First I'd question the need for a legal entity and a "core developer" layer. The whole point of this governance discussion is to make an on-chain distribution of funds. Of course, it's important to remove legal liabilities and IANAL but I imagine it's easier to do that by having multiple entities being responsible for themselves. Current "mining rewards" do not depend on a Mining legal entity to be disbursed, but of course mining pools and individual miners need to cope with their local jurisdictions.

Second, I would try to simplify the Core DAO much more and remove most of the staking and referendum parts, that should be put in the secondary layer of DAOs.

Remember a DAO is a set of self enforceable power limits so I would start with the basic of what powers we want to limit, so I would start with these set of rules:

  • All changes to membership and funding should have enough enforced delay to allow the community to organize a hard fork.
  • Rules should be as simple as possible (but not any simpler)

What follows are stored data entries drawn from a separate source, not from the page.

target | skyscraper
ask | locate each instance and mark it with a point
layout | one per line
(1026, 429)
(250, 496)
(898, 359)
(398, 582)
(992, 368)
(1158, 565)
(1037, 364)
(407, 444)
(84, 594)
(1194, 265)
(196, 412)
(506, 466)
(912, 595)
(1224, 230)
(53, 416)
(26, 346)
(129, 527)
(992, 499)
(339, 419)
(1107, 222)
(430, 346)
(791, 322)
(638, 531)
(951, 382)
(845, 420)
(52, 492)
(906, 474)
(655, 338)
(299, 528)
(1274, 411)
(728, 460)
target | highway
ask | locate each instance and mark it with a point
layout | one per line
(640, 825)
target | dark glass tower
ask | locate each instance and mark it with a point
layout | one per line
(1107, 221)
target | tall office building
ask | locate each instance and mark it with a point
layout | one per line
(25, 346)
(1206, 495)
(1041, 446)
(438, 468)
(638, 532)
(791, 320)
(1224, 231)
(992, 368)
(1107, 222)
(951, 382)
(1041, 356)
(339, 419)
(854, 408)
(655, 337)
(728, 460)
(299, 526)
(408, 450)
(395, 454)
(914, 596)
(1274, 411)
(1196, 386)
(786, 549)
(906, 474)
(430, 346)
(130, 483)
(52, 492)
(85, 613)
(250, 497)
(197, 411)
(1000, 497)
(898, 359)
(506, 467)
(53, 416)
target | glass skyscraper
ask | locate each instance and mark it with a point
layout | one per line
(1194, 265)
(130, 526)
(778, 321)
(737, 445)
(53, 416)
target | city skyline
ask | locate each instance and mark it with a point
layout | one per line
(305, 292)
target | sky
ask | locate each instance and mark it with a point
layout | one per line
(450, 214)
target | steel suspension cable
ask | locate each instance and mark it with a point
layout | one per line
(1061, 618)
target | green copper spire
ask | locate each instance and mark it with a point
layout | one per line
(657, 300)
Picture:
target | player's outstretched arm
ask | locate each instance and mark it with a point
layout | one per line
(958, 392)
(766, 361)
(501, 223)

In that sense I would simply do this:

  1. Each member has a fixed number of non-transferable "electoral votes" which they can use to support or oppose any vote
  2. If any proposal gains X votes, it is scheduled to be activated in N days
  3. During that period, if a proposal gets Y veto votes, it is cancelled.
  4. Proposals are of these types: change funding, change membership, change voting settings (the X,Y and N variables) and statements (to be used for general statements)

(It's accidentally similar to the US constitution, in which the states have their own electors and their rules for deciding how these are alloted, as well as a number of states needed to make general amendments.)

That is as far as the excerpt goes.